Ok, I'm not a big fan of the Mohammed as paedophile line of argument (the lack of historical context makes it inflammatory and hypocritical - we don't say the same thing about other historical figures).

But the rest of what he says seems ok, particularly the rest of his stuff about what he doesn't agree with in religion:

"I don't respect the idea that a man was born of a virgin, walked on water and rose from the dead. I don't respect the idea that we should follow a "Prophet" who...ordered the murder of whole villages of Jews because they wouldn't follow him.

I don't respect the idea that the West Bank was handed to Jews by God and the Palestinians should be bombed or bullied into surrendering it. I don't respect the idea that we may have lived before as goats, and could live again as woodlice. This is not because of "prejudice" or "ignorance", but because there is no evidence for these claims. They belong to the childhood of our species, and will in time look as preposterous as believing in Zeus or Thor or Baal."

Reg Delmot said...

Well, again none of that looks like ground-breaking rhetoric. I don't wanna sound too blasé, I mean I should be and am thankful that things like that can get published in national newspapers. But to me, the scaremongering and factual inaccuracies and aggressive tone detract from the overall message.

pj said...

His original article certainly isn't groundbreaking, but I think he is making a worthwhile point - that repressive regimes are trying to stifle criticism by labelling it as anti-Islamic defamation, and they're doing this in the UN.

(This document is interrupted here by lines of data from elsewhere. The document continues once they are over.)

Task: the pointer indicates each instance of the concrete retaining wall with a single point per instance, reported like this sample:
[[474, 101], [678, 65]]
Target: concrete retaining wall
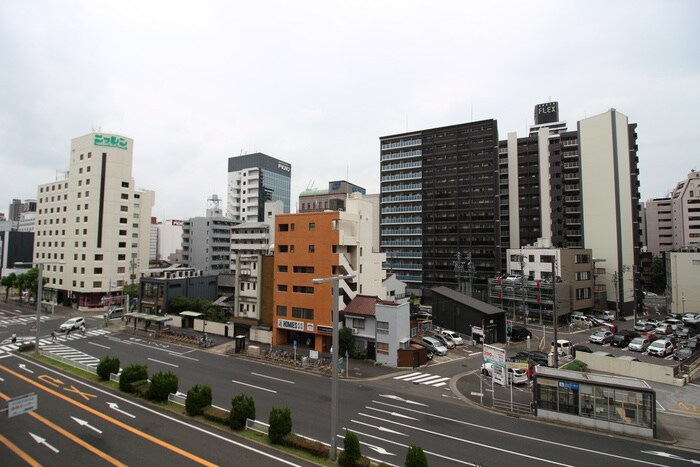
[[640, 370]]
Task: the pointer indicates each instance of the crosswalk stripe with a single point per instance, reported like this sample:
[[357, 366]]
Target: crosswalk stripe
[[408, 375]]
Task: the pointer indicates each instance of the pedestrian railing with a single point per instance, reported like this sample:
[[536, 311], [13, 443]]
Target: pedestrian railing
[[515, 407], [66, 361], [255, 425]]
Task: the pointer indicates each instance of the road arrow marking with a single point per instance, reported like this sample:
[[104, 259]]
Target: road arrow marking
[[114, 406], [41, 440], [388, 430], [379, 450], [397, 398], [668, 455], [84, 423]]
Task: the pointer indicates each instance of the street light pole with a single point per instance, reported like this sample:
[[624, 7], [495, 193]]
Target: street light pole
[[334, 359]]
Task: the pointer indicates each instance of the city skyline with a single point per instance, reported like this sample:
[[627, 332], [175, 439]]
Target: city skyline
[[317, 84]]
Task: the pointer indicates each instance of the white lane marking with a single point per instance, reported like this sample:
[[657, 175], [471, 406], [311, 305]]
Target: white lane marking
[[518, 435], [158, 414], [451, 459], [272, 377], [164, 363], [253, 386], [454, 438], [99, 345], [410, 375], [184, 356]]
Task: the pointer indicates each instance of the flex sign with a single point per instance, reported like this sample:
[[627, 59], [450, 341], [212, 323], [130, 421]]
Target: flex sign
[[110, 140], [289, 324], [494, 355]]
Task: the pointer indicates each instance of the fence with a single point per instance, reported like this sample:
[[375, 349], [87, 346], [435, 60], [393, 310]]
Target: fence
[[260, 427], [515, 407]]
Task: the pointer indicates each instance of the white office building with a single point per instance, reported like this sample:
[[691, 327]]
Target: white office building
[[92, 223]]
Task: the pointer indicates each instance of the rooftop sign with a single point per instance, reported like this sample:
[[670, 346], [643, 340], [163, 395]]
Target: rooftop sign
[[110, 140]]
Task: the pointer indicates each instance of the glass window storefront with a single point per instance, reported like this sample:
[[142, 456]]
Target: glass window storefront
[[590, 400]]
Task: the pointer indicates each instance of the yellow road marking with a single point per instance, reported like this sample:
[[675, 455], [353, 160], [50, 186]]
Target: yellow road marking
[[72, 437], [25, 457], [114, 421]]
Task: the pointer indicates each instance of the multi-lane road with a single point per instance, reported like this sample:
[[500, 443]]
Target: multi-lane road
[[388, 413]]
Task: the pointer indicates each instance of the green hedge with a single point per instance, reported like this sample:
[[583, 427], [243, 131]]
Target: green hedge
[[130, 375], [162, 385], [107, 366], [242, 408], [280, 424], [198, 398]]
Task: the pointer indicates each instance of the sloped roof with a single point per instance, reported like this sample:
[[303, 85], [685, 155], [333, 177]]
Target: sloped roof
[[467, 300]]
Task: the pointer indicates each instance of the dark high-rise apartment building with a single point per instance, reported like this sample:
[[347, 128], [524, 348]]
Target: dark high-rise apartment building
[[254, 179], [439, 198], [458, 190], [577, 189]]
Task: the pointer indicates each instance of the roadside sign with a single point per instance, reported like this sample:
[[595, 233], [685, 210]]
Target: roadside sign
[[499, 375], [494, 355], [22, 404]]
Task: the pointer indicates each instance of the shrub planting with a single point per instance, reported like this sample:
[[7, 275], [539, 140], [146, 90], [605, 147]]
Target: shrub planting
[[162, 384], [107, 366], [280, 424], [131, 375], [351, 454], [242, 407], [198, 398]]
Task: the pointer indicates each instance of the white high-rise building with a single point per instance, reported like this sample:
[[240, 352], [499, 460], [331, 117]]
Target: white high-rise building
[[93, 224]]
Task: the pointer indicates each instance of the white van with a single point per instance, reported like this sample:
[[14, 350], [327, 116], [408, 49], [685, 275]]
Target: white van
[[564, 347], [454, 336], [114, 313]]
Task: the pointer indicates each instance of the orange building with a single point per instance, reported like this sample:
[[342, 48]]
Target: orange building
[[319, 245]]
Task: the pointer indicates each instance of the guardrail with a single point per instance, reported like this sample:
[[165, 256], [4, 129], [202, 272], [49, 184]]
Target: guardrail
[[80, 366], [259, 427]]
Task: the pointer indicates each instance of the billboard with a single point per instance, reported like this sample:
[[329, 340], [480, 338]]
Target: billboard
[[546, 113]]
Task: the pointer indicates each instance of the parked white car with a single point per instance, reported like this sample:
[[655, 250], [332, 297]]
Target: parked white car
[[515, 375], [661, 347], [454, 336], [72, 324]]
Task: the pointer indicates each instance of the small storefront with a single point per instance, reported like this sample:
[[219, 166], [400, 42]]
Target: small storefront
[[603, 402]]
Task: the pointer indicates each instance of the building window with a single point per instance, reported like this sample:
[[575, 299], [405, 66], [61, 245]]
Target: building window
[[582, 259], [303, 313], [303, 269]]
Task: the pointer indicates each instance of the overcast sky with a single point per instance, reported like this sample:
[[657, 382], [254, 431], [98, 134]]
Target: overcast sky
[[316, 83]]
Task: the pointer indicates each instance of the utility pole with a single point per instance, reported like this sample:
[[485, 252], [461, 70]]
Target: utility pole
[[133, 264], [459, 270], [554, 311]]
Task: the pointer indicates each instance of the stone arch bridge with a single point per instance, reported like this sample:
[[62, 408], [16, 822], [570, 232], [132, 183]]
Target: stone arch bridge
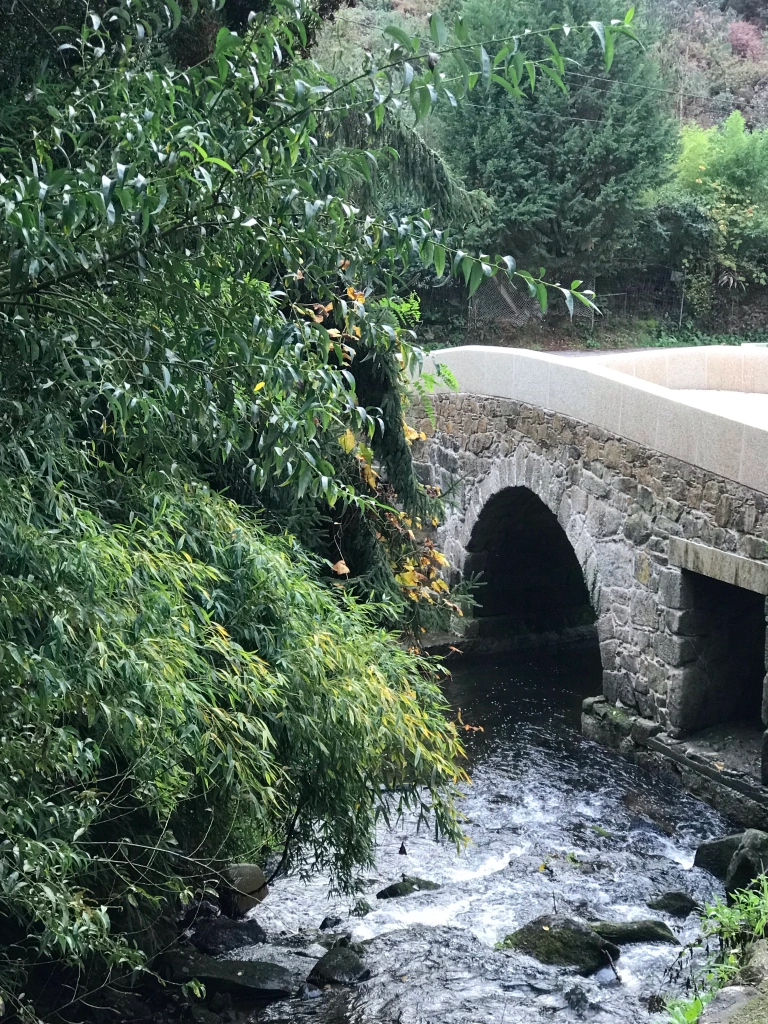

The second article is pretty simply and uncontroversially a defence of free speech.

I am not convinced that you have incovered any 'factual inaccuracies', and I certainly don't think the tone is markedly aggressive.

The substantive points you've made, e.g. regarding there being multiple special rapporteurs (it is clear that the debate regards the special rapporteur for racism, racial discrimination, xenophobia and related intolerance), or whether there has been any resolution on defamation of religion (there has been a draft resolution in the general assembly) do not undermine the article.

I agree that the Mohammed as paedophile argument is dodgy, but I don't think it is particularly material to the article - so your objection seems mostly that the article is 'inflammatory' or 'aggressive' (I disagree), doesn't have 'much of substance to say' (perhaps, but highlighting and discussing the criminalisation of free speech in the second article, and attempts to suppress criticism of repressive regimes in the first article have some merit), and 'scaremongering' (I disagree - these are real phenomena, and he's hardly Melanie Phillips!)